— Эй, жид, кому говорят! — крикнул Спарк.
— Берите ее, — произнес он, обращаясь к Спарку. — А я остаюсь, Джек. Лански даже не узнает, что произошло здесь. И не будет тебе мстить.
— Да ты ничего не понял, я смотрю. Мне как раз таки хочется, чтобы он узнал. Какой же это урок, если он ничего не значит?
Маус посмотрел на берег. Он пытался сказать ей, что выходит из игры, именно поэтому ему и нужны были деньги. Когда-то нужно начинать другую жизнь. Но, боже, как это нелегко, и от этой мысли у него разрывалось сердце.
— Прости меня, слышишь, прости, — произнес он, обращаясь к Реке, как можно тише, чтобы Спарк его не услышал.
— Да или нет, еврей, говори, да или нет! — прогромыхал трубный глас Спарка.
— Ты любишь меня, Леонард? — спросила она еле слышно.
— Да, — произнес он в ответ на оба вопроса. Слово сорвалось с его губ, и он едва не подавился им словно твердым комком, и даже испугался, что его сердце на мгновение прекратило биться.
Он посмотрел ей в глаза, и на этот раз не смог солгать.
— Я люблю тебя.
— Барри, Альф, Регги! Помогите им сесть в лодки, всего одной сотне. Смотрите, перечитайте по головам, — прогремел у него за спиной голос Спарка, и Маус увидел, как три ганефа направились в сторону людей на берегу.
— Пусть твоя мама прочтет за меня кадиш, хорошо, Леонард? — попросила его Река. — Если ты ей обо мне расскажешь, она наверняка захочет это сделать. Потому что больше некому…
— Я сам прочту, — прошептал в ответ Маус. — Каждый день, обещаю тебе.
Она дотронулась до его щеки и смахнула с нее слезу.
— Не плачь, Леонард, — ее голос звучал гораздо тверже.
— Называй меня Маус, — тихо произнес он и прикоснулся к шраму у нее на виске.

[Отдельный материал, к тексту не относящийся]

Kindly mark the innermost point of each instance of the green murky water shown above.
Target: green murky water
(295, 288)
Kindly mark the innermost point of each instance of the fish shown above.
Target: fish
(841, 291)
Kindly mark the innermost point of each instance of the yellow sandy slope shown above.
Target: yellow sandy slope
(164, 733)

— Я люблю тебя, Маус, — сказала она и положила свою руку поверх его. На какой-то миг она оказалась в его объятьях, и он прижал ее к себе, вдыхая ее запах, и ее темные волосы все еще были влажными от дождя.
А затем ганеф по имени Томми схватил его за рукав и потащил прочь от женщины, которая стоила ста человек.
Он — гауптштурмфюрер Пройсс, офицер отдела IV B-4 службы безопасности, отдела по делам евреев, повелитель жидов, вождь их амстердамского племени. Он все это помнил, когда пришел в себя. В голове, в такт биению сердца, пульсировала жуткая боль. Сначала он поднялся на колени, а когда нащупал рядом с собой в мокрой траве свой «вальтер», то встал и на ноги. Его брюки были сырыми, а мигрень давала о себе знать со всей яростью.